The rental market is part of the dysfunctional Irish property scene. After some easing of pressure during the Covid-19 restrictions, rents are now again on the rise, increasing by 5.6 per cent in the last year, with a particularly large rise outside Dublin. As employees return to Dublin with the likely – albeit gradual – reopening of offices in the months ahead, rents look set to rise here, too. A chronic shortage of rental properties on offer to tenants, with supply at its lowest level since data started to be collected 15 years ago, lies behind this.
Institutional landlords are key suppliers of rental property, though often at a price too high for many potential tenants
The Irish rental market – like the wider property market – is really a series of smaller markets, though all are linked by the chronic shortage of supply. Smaller private landlords remain a key player in the market, but there is a steady drift away as many sell out. At the far end of the market are the institutional landlords, keen to expand but, according to a recent survey by the Rental Tenancies Board, willing to leave a property vacant during the pandemic rather than lock in a lower rent level.
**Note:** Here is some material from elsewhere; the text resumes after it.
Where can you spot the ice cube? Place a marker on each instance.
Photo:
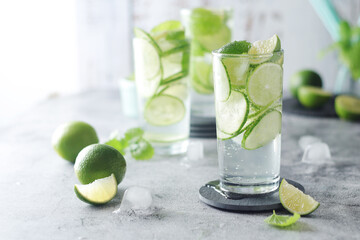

Increasing supply, then, involves a series of policy challenges. In the short-term it is important to keep smaller private landlords in the market, though of course in some cases they are selling to people looking to buy a home. Institutional landlords are key suppliers of rental property, though often at a price too high for many potential tenants – hence the vacant apartments. Underlying this is the cost of supplying new apartments in Ireland, which – according to a range of expert reports – involves a cost of €450,000 or more in city areas. In turn this drives the selling price and the cost to renters.
The longer-term answer is, of course, to increase supply and find ways to do so at a more affordable price. The high cost of building here, particularly apartments, remains puzzling, and is a key factor. Public subsidy via routes such as cost rental tenancies will also be important and provide better solutions than ongoing housing supports, though these too will inevitably remain important.
There is a particular need for smaller homes as household size is shrinking
As the Government publishes its housing strategy, another question remains in the background. To what extent is policy to move to a Continental European style model with more people in long-term rentals? This would appear to be one of the implications of the Government’s approach to more people living closer to city centres in so-called denser accommodation, though of course much of this could be owner-occupied too. There is a particular need for smaller homes as household size is shrinking.
There is a need for a detailed public discussion on all this, in the context of how people wish to live and, of course, the climate targets that have to underlie all key policy decisions. It is a debate which we have yet to have.